Re: fs-independent quotas

To: Manuel Bouyer <bouyer%antioche.eu.org@localhost>
Subject: Re: fs-independent quotas
From: David Holland <dholland-tech%netbsd.org@localhost>
Date: Thu, 20 Oct 2011 17:35:16 +0000
On Thu, Oct 20, 2011 at 12:56:17PM +0200, Manuel Bouyer wrote:
 > > > > So, a few months back we got a new improved quota format for FFS.
 > > > > Unfortunately, one of the side effects of this was to sprinkle
 > > > > specific knowledge of the new format through all the userlevel quota
 > > > > tools and quota support logic. To be fair, this was alongside the
 > > > > existing specific knowledge of the old quota format; nonetheless, it's
 > > > > messy and unscalable.
 > > > 
 > > > of course there's been changes to the tools, as there's a new format.
 > > 
 > > The tools ought to be format-independent.
 > 
 > I can't parse this, can you explain ? The tools needs to be aware of the
 > format to do something usefull with the data, isn't it ?

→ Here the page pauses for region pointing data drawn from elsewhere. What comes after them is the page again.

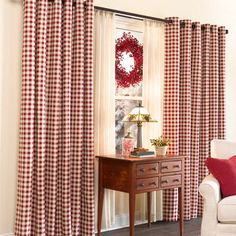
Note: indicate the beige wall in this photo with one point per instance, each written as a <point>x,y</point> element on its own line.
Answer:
<point>206,11</point>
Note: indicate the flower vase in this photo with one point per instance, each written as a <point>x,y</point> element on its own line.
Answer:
<point>161,151</point>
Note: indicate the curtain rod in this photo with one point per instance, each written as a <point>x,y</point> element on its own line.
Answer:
<point>124,13</point>
<point>182,25</point>
<point>132,14</point>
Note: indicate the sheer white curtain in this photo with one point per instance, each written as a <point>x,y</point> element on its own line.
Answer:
<point>116,204</point>
<point>104,81</point>
<point>153,78</point>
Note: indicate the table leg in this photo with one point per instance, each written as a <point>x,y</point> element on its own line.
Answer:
<point>181,210</point>
<point>149,204</point>
<point>100,206</point>
<point>131,213</point>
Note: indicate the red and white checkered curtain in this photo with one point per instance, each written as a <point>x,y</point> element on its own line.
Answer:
<point>193,103</point>
<point>55,193</point>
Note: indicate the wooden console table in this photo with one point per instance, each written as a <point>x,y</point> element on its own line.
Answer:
<point>140,175</point>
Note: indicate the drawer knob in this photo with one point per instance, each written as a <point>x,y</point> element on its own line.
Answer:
<point>176,166</point>
<point>164,167</point>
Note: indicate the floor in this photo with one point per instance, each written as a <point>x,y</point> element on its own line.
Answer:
<point>192,228</point>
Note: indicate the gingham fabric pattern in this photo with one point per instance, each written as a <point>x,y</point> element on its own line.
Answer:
<point>193,103</point>
<point>195,118</point>
<point>171,107</point>
<point>185,105</point>
<point>55,194</point>
<point>221,117</point>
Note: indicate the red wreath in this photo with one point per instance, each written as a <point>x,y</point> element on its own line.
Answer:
<point>129,44</point>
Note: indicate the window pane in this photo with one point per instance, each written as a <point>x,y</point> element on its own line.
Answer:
<point>123,107</point>
<point>130,62</point>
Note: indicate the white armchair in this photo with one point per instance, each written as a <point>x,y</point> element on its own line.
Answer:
<point>219,215</point>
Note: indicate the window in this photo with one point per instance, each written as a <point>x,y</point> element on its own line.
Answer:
<point>127,96</point>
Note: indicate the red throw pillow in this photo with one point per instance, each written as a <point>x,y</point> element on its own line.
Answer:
<point>224,170</point>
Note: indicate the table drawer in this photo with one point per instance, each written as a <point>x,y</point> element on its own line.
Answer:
<point>170,180</point>
<point>171,166</point>
<point>146,169</point>
<point>146,184</point>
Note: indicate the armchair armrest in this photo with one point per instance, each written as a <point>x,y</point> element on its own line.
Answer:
<point>210,191</point>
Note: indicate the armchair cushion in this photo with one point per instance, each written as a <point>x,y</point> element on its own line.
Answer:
<point>227,210</point>
<point>224,170</point>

The tools can and should work with a filesystem-independent abstract
schema. This should be independent of any filesystem's on-disk quota
format, just as the <dirent.h> structures are independent of any
filesystem's on-disk directory layout.

 > > > You'll have to explain this. lfs is some variant of ffs, I see no
 > > > reasons why it coudln't use the new format.
 > > 
 > > It could use whatever format it wants. To the extent it currently
 > > supports quotas, I think it's limited to the old-style quotas, that
 > > is, quota1. But there's no way to plug it in without taking the
 > > fs-dependent code currently in all the tools and access pathway and
 > > making a third or perhaps a third and fourth copy of all the logic.
 > 
 > that's plain wrong. If it's quota1 you can use the quota1 code in
 > sys/ufs/ufs (just as it would have done before quota2).

No, it is not wrong. It cannot use the quota1 code in ufs; the whole
premise of the proposed lfs renovation is to unhook lfs from ufs. The
ufs code is a big blob, not a library of components; you can't just
use parts of it, or at least not easily.

I can copy the ufs quota1 structures and some of the ufs quota code,
yes; but then I have struct lfs_dqblk, and I need to interface it to
the rest of the system, and as things currently stand that forces me
to clone all the ffs-quota1-specific quota code all over everywhere.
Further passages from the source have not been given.